The United Kingdom has voted to leave the European Union — over the resounding objections of two of its constituent nations, in the recent referendum, which will see the UK is leaving the UK, within two years of triggering article 50.

Scotland, still nominally a member of the increasingly Ruritanian island state, voted against Brexit to the tune of 62 percent. Northern Ireland, the only part of the United Kingdom to share a border with another EU nation, voted to remain by 56 percent.

The democratic deficit, a concept British unionists have tried fruitlessly to erase from the popular consciousness for decades, is once again unavoidable. And the chances of Irish unification and Scottish independence just got a whole lot better.

Nicola Sturgeon, Scotland’s first minister and leader of the Scottish National Party, reacted to last month’s result by declaring her government’s intention to defend the Scottish people’s wish to remain in the European Union by any means available, up to and including a second referendum on independence.

Almost simultaneously, Sinn Féin followed up on its promise to press for a vote on Irish unification should Northern Ireland be removed from the European Union at the behest of predominately English votes.

Sturgeon has been meeting with every EU official who will take her call in the hopes of securing Scotland’s continued membership, whether as a constituent unit of the United Kingdom or not. Reportedly, she has been met with sympathy but little else. As Andrew Tickell recently observed, the European Union is comprised of member states, “and until it is independent, Scotland remains a stateless nation.”

This likely suits Sturgeon just fine: if there is no way for Scotland to remain in Europe as part of the United Kingdom (contrary to unionist guarantees in 2014), it not only provides “a material change in circumstances” — the SNP’s phrase for the conditions under which they would call another referendum — but substantially increases their chances of winning a second vote.

In short, while Scottish independence is by no means guaranteed, it is now more likely than even its most optimistic supporters would have dreamed mere weeks ago.

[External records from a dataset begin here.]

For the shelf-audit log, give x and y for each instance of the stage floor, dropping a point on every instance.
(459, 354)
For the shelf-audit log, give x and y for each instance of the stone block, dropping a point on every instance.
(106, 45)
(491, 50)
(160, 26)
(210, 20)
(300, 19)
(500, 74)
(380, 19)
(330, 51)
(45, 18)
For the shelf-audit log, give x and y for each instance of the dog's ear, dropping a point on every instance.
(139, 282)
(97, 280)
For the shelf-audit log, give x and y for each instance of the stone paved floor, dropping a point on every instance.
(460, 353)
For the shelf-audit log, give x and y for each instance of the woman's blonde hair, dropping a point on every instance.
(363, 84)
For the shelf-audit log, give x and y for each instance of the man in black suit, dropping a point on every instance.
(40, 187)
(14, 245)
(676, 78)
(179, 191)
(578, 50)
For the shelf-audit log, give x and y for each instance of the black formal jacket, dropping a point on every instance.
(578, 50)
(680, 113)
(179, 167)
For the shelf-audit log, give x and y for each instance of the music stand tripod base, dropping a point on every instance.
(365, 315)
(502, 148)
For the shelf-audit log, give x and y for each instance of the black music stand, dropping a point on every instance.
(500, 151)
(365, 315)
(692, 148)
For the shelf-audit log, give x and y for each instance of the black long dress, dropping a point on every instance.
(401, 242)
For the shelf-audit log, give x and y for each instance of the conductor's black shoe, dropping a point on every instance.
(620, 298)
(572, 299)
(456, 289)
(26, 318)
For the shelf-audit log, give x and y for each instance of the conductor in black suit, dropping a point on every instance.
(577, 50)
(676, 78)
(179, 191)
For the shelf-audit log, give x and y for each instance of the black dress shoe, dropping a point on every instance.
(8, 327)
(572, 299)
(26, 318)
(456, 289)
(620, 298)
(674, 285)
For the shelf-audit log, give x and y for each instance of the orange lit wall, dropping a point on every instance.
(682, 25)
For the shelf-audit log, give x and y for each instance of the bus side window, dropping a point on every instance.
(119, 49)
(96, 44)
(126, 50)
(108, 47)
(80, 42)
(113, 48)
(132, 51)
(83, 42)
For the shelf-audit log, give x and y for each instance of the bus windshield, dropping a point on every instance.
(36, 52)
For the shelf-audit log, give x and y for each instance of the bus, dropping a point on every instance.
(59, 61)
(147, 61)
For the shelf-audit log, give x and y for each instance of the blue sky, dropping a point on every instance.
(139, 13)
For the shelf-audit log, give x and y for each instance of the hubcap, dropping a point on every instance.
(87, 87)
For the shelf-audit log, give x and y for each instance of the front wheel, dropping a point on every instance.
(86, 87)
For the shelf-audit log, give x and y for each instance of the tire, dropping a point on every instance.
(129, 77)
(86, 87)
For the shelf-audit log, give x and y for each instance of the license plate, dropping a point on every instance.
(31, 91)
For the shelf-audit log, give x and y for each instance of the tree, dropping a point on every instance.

In the case of Northern Ireland, those observers confidently treating unification as a virtual certainty are, to put it politely, only superficially familiar with the difficulties involved. Northern Ireland today is not the Northern Ireland of the Troubles, but neither has it extricated itself entirely from the divisions and uneasy compromises left over from those years.

Nevertheless, even the British state’s historic distrust of participatory democracy may not be enough to preclude a vote.

Under the Good Friday Agreement, Northern Ireland can hold a border poll when there’s a clear indication that public opinion supports a united Ireland. And while such data has not yet presented itself — despite Northern Ireland’s majority vote for Remain — it is unlikely that Sinn Féin would have made its demands if it didn’t believe majority support was achieveable in the near future.

Should that backing hinge upon membership in the European Union, however, the Irish left — without which Sinn Féin’s vaunted anti-austerity credentials disappear — would have to reconcile such a campaign with some of their existing commitments, including their long-standing opposition to EU-mandated water charges in the Republic.

Self-declared followers of James Connolly would need to convince themselves that, despite the painful memories of the Greek experience, EU diktats could be resisted from within.

As it stands, no single nation, sovereign or otherwise, has the ability to reform the European Union into anything resembling a progressive institution, or render it irrelevant with a viable left-wing alternative.

Only the kind of international solidarity between insurgent nations that so terrifies Gordon Brown could pull off such a feat. As Hugo Chavez once put it, it will be difficult “to silence the multiple chants sang by multiple nations which, faced with the hegemonic globalization imposed by capitalism, have started to build counter-hegemonic globalizations.”

Such tasks occupy histories not yet written. Right now, many socialist advocates of self-determination, in Europe and beyond, are willing and eager to find inspiration in their respective national struggles. The question of the hour is: what can they offer each other beyond that?